📝 题目
例 6 对于更一般的 $m$ 元函数,考虑与上例类似的问题: 设 $f\left( x\right) = f\left( {{x}_{1},{x}_{2},\cdots ,{x}_{m}}\right)$ 是 $n$ 阶连续可微的函数,记
$$ \varphi \left( t\right) = f\left( {x + {th}}\right) $$
$$ = f\left( {{x}_{1} + t{h}_{1},{x}_{2} + t{h}_{2},\cdots ,{x}_{m} + t{h}_{m}}\right) . $$
试计算 ${\varphi }^{\left( n\right) }\left( t\right)$ .
💡 答案与解析
解 设 $g\left( x\right) = g\left( {{x}_{1},{x}_{2},\cdots ,{x}_{m}}\right)$ 是连续可微函数,记
$$ \psi \left( t\right) = g\left( {x + {th}}\right) $$
$$ = g\left( {{x}_{1} + t{h}_{1},{x}_{2} + t{h}_{2},\cdots ,{x}_{m} + t{h}_{m}}\right) . $$
与上例中类似,我们注意到: 以 $\frac{\mathrm{d}}{\mathrm{d}t}$ 作用于 $\psi \left( t\right)$ ,相当于以算子
$$ \left( {{h}_{1}\frac{\partial }{\partial {x}_{1}} + {h}_{2}\frac{\partial }{\partial {x}_{2}} + \cdots + {h}_{m}\frac{\partial }{\partial {x}_{m}}}\right) $$
作用于
$$ g\left( {{x}_{1} + t{h}_{1},{x}_{2} + t{h}_{2},\cdots ,{x}_{m} + t{h}_{m}}\right) . $$
运用这一观察结果, 我们求得
$$ {\varphi }^{\prime }\left( t\right) = \left( {{h}_{1}\frac{\partial }{\partial {x}_{1}} + \cdots + {h}_{m}\frac{\partial }{\partial {x}_{m}}}\right) f\left( {x + {th}}\right) , $$
$$ {\varphi }^{\prime \prime }\left( t\right) = {\left( {h}_{1}\frac{\partial }{\partial {x}_{1}} + \cdots + {h}_{m}\frac{\partial }{\partial {x}_{m}}\right) }^{2}f\left( {x + {th}}\right) , $$
..................................................

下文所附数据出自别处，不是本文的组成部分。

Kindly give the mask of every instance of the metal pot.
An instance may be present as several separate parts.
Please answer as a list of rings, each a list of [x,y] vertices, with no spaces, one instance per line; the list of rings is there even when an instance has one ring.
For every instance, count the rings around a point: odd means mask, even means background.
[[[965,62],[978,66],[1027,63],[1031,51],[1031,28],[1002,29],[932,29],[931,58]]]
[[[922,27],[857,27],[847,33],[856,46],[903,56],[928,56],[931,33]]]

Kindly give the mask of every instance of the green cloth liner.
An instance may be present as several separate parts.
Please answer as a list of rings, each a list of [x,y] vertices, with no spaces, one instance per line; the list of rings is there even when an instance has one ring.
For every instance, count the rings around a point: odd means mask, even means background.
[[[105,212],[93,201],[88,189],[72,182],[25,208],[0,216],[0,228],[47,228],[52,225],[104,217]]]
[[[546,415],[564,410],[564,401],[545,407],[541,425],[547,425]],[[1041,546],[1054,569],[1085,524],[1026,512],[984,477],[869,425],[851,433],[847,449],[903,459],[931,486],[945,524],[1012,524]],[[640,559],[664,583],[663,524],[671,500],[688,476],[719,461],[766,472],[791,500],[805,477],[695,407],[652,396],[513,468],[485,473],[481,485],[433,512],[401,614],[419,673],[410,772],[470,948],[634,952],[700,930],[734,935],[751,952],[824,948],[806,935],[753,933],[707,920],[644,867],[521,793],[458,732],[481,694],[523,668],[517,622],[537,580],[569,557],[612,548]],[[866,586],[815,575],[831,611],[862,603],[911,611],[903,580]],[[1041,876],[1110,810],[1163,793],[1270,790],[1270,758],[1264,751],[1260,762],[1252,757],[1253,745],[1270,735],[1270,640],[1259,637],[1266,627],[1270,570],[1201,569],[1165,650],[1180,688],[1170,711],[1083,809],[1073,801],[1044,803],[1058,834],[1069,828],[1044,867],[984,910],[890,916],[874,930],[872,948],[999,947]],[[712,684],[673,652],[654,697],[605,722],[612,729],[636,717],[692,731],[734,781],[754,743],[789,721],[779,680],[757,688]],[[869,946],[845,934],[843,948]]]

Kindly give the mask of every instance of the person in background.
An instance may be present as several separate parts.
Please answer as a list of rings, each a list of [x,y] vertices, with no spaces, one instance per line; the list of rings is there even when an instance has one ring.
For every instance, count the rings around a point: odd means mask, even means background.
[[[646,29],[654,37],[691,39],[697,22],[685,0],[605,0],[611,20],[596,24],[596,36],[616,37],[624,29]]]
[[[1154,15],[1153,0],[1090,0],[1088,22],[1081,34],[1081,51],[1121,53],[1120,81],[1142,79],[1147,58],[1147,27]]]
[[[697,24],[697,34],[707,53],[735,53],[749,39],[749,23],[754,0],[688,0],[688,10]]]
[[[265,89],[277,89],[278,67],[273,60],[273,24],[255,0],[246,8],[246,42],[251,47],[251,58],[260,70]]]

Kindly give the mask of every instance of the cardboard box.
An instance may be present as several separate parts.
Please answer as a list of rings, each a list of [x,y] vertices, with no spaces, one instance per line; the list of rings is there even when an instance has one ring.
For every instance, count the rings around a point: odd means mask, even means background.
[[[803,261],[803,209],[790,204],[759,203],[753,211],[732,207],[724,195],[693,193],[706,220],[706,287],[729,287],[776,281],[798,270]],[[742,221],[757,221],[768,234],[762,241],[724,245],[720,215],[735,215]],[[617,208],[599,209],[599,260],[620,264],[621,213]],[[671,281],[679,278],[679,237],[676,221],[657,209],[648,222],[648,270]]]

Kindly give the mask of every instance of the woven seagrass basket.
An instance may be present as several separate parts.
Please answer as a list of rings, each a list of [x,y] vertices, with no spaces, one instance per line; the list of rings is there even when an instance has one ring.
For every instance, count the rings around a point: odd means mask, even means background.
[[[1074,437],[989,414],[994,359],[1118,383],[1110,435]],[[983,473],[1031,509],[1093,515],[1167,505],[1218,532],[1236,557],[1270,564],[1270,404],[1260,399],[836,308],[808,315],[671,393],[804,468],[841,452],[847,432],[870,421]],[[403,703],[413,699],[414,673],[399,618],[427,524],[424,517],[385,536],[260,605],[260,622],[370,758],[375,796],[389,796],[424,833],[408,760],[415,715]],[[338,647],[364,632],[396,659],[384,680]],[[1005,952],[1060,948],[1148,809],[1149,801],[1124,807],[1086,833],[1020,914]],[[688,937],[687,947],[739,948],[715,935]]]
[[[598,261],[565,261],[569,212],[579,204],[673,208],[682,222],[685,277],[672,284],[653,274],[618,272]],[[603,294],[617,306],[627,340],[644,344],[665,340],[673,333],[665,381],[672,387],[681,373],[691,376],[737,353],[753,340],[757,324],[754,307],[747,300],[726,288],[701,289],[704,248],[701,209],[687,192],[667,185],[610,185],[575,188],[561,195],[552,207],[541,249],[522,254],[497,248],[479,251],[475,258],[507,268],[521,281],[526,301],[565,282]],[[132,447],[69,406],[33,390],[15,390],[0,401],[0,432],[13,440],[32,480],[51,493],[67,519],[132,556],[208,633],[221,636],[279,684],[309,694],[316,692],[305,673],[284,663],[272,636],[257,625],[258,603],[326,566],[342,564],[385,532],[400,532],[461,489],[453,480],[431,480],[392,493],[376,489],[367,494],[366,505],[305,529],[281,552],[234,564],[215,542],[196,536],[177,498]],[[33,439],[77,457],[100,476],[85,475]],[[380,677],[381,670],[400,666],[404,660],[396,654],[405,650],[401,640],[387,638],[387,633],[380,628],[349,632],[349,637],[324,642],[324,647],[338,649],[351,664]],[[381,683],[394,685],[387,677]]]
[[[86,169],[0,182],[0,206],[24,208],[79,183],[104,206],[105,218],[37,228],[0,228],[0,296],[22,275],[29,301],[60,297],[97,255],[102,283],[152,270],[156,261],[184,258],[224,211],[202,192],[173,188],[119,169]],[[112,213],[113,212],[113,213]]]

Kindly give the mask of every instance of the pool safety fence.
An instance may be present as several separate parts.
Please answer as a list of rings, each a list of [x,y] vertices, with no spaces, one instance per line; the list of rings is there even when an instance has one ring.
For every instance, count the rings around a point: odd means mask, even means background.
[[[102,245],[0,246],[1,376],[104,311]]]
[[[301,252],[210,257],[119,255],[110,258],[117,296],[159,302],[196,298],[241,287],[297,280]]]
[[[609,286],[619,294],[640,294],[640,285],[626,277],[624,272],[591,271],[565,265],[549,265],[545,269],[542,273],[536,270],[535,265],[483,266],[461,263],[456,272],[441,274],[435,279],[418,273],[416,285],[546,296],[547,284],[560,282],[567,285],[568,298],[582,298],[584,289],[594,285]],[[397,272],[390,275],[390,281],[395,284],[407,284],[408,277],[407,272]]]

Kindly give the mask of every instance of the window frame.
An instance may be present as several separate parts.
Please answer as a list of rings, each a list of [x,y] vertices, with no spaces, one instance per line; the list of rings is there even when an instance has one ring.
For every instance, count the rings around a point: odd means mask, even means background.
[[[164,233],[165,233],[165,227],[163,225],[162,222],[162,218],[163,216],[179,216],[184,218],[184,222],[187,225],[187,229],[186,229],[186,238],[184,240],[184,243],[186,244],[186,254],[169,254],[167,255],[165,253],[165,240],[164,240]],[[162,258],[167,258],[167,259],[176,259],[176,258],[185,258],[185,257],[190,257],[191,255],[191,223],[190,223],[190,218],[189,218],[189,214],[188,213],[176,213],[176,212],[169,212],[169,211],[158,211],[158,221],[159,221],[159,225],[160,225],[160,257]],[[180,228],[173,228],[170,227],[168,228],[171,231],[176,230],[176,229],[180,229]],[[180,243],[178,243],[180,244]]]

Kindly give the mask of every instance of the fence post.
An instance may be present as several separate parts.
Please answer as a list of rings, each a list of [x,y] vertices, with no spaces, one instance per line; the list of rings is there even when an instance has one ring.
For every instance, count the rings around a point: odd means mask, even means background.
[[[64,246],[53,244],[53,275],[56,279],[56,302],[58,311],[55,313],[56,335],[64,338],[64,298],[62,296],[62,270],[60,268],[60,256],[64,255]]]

$$ {\varphi }^{\left( n\right) }\left( t\right) = {\left( {h}_{1}\frac{\partial }{\partial {x}_{1}} + \cdots + {h}_{m}\frac{\partial }{\partial {x}_{m}}\right) }^{n}f\left( {x + {th}}\right) . $$
对于连续可微足够多次的函数,求偏导数的运算 $\frac{\partial }{\partial {x}_{1}},\cdots ,\frac{\partial }{\partial {x}_{m}}$ 可以互相交换顺序. 涉及 $\frac{\partial }{\partial {x}_{1}},\cdots ,\frac{\partial }{\partial {x}_{m}}$ 这些算子的相加,相乘以及乘以实数的运算, 遵循多项式代数中有关文字符号的运算法则. 因此, 对
$$ {\left( {h}_{1}\frac{\partial }{\partial {x}_{1}} + {h}_{2}\frac{\partial }{\partial {x}_{2}} + \cdots + {h}_{m}\frac{\partial }{\partial {x}_{m}}\right) }^{n} $$
可以按照代数中的“多项式定理”(参看本节后的补充内容)予以展开:
$$ {\left( {h}_{1}\frac{\partial }{\partial {x}_{1}} + {h}_{2}\frac{\partial }{\partial {x}_{2}} + \cdots + {h}_{m}\frac{\partial }{\partial {x}_{m}}\right) }^{n} $$
$$ = \mathop{\sum }\limits_{{{p}_{1} + \cdots + {p}_{m} = n}}\frac{n!}{{p}_{1}!\cdots {p}_{m}!}{h}_{1}^{{p}_{1}}\cdots {h}_{m}^{{p}_{m}}\frac{{\partial }^{n}}{\partial {x}_{1}^{{p}_{1}}\cdots \partial {x}_{m}^{{p}_{m}}}, $$
这里
$$ \frac{n!}{{p}_{1}!{p}_{2}!\cdots {p}_{m}!}\;\left( {{p}_{1} + {p}_{2} + \cdots + {p}_{m} = n}\right) $$
是多项式系数.